Portugal cria teleatendimento consular para seis países da África Ocidental - Plataforma Media

Portugal cria teleatendimento consular para seis países da África Ocidental

Cerca de 400 portugueses residentes em seis países da África Ocidental vão passar a ter atendimento consular por videochamada numa iniciativa da embaixada de Portugal no Senegal.

Os cidadãos portugueses residentes na Costa do Marfim, Libéria, Gâmbia, Serra Leoa, Burquina Faso e Guiné-Conacri, sem representação diplomática ou consular nestes países, dependem dos serviços da Embaixada de Portugal em Dacar, no Senegal.

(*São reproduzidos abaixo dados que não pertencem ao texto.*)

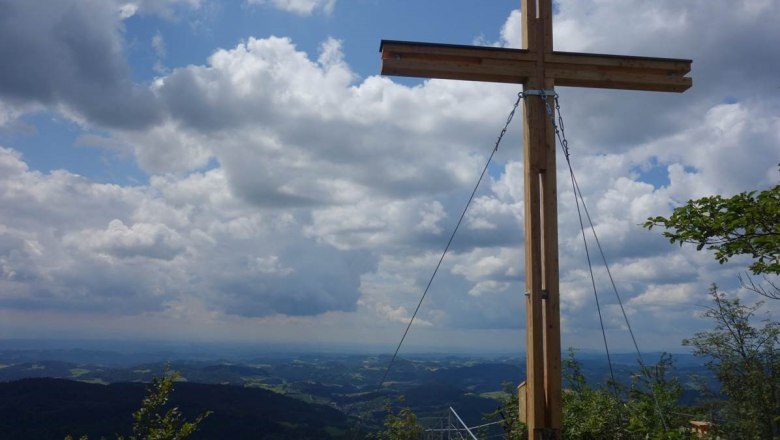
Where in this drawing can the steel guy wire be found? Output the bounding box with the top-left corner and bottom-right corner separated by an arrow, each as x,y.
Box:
348,92 -> 524,435
541,92 -> 669,431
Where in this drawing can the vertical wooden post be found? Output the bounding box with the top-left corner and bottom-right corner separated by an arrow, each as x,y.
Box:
380,4 -> 692,440
521,0 -> 561,440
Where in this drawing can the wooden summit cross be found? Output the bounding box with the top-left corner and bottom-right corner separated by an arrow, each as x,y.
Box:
380,0 -> 692,440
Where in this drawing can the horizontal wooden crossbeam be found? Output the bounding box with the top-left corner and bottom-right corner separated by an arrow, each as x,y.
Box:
380,40 -> 692,92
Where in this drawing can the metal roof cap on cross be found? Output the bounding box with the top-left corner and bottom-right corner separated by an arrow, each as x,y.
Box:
380,0 -> 692,440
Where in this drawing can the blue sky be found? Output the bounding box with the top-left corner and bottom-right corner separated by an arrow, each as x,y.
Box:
0,0 -> 780,351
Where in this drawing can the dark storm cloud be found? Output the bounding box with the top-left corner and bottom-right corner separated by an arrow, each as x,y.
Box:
0,0 -> 160,129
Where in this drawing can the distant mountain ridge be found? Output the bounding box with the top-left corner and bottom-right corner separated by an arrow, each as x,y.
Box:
0,378 -> 354,440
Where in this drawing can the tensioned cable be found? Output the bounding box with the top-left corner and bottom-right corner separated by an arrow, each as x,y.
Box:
541,93 -> 668,431
541,93 -> 618,397
348,92 -> 524,435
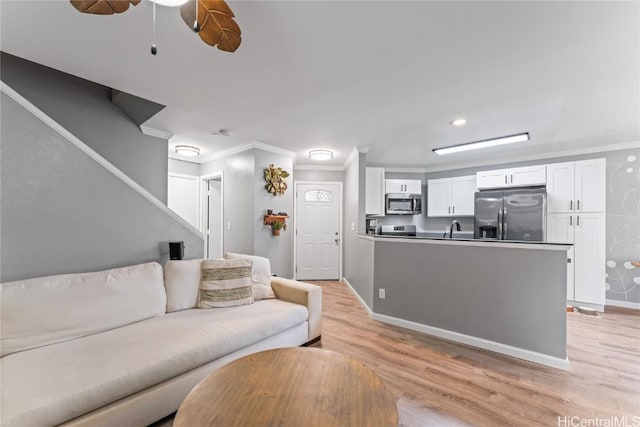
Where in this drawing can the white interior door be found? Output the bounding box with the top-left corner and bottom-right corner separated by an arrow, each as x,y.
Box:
296,183 -> 342,280
167,174 -> 200,230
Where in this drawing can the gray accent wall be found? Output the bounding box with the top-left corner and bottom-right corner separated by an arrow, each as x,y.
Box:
0,52 -> 168,204
0,93 -> 204,282
253,149 -> 295,277
372,238 -> 567,359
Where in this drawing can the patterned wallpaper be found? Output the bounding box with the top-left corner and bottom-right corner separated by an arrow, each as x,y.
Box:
605,149 -> 640,303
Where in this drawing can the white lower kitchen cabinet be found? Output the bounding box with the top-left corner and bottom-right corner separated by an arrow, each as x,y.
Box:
547,213 -> 606,308
574,213 -> 606,305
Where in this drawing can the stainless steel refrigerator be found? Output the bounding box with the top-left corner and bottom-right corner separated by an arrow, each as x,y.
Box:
474,187 -> 547,242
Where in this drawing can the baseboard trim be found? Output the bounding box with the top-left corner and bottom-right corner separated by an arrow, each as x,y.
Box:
300,335 -> 322,347
606,299 -> 640,310
371,313 -> 569,371
567,300 -> 604,313
342,277 -> 373,318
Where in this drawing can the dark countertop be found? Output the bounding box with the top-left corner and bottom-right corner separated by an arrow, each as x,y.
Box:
360,233 -> 573,246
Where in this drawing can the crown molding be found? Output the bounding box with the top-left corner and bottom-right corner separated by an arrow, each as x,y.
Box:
140,125 -> 174,140
293,165 -> 344,172
422,141 -> 640,173
198,141 -> 296,164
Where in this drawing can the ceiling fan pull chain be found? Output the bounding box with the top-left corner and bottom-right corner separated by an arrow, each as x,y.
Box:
151,0 -> 158,55
193,0 -> 200,33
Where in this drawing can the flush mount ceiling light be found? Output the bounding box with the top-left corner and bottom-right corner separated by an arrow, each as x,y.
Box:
309,150 -> 333,160
433,132 -> 530,155
176,145 -> 200,157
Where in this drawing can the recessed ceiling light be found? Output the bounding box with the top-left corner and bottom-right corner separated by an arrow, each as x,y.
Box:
433,132 -> 530,155
211,129 -> 231,136
175,145 -> 200,157
309,150 -> 333,160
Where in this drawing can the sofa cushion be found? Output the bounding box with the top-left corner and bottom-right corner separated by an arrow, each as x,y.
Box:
0,299 -> 308,427
0,262 -> 166,356
198,259 -> 253,308
164,259 -> 202,313
224,252 -> 276,301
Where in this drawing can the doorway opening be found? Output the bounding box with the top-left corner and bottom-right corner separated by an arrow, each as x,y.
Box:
203,172 -> 224,259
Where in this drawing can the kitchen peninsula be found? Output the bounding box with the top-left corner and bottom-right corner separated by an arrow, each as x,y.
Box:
349,235 -> 571,369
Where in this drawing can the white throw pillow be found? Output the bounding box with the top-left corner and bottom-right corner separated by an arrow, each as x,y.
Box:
198,259 -> 253,308
164,259 -> 202,313
224,252 -> 276,301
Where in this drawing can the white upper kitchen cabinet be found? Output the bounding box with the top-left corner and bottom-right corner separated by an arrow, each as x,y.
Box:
427,178 -> 451,216
385,179 -> 422,194
365,168 -> 385,215
547,159 -> 607,213
427,175 -> 476,217
476,165 -> 547,189
547,162 -> 575,213
575,159 -> 607,212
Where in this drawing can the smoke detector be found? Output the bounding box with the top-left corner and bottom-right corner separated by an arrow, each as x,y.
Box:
211,129 -> 231,136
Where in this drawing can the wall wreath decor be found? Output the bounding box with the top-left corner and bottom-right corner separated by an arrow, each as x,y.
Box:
264,165 -> 289,196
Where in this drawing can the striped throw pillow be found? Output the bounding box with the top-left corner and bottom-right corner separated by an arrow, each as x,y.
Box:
198,259 -> 253,308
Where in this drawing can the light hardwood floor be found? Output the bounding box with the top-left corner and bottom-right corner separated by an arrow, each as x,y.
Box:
312,282 -> 640,426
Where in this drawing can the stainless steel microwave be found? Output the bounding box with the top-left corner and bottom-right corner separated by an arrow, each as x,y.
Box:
384,193 -> 422,215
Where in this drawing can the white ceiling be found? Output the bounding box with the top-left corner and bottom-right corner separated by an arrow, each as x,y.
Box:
0,0 -> 640,169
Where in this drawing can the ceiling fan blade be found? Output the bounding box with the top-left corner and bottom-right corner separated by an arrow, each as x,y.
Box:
180,0 -> 242,52
69,0 -> 140,15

“A disponibilização do teleatendimento consular foi uma medida que, inspirada na digitalização que tem marcado a situação pandémica, permitiu uma adaptação e a utilização de novas tecnologias para o esclarecimento de dúvidas consulares”, disse, em declarações à agência Lusa, o embaixador de Portugal em Dacar, Vítor Sereno.

“Antes restritos ao uso de telefone ou e-mail, os utentes podem agora ter esse esclarecimento agendado por videoconferência”, acrescentou.

As primeiras sessões de teleatendimento consular (TAC) decorrerão a 28 de setembro mediante marcação prévia.

“O objetivo é estabelecer mais um canal, direto e complementar, de comunicação cara a cara com os serviços consulares da Embaixada de Portugal em Dacar”, explicou o embaixador.

O diplomata elogiou “a extraordinária resiliência” e “grande sentido de entreajuda” dos portugueses que vivem nesses países durante os estados de emergência sanitária na sub-região, adiantando que as reações das comunidades ao novo serviço têm sido “muito positivas”.

Além da situação da pandemia, Costa do Marfim e Guiné-Conacri estão a atravessar períodos de crescente tensão política, com o aumento da contestação nas ruas a semanas das eleições presidenciais de outubro nos dois países.

Vítor Sereno adiantou que a representação portuguesa em Dacar está a acompanhar diariamente os desenvolvimentos políticos e a situação no terreno.

“Para isso, aproveitámos a nomeação, durante o início do contexto pandémico, de representantes especiais da embaixada nas outras seis capitais que cobrimos – membros comunitários de destaque, com números de telefone e contactos locais – no sentido de termos um ponto focal mais próximo das nossas comunidades, com quem nos mantemos permanentemente em contacto”, disse.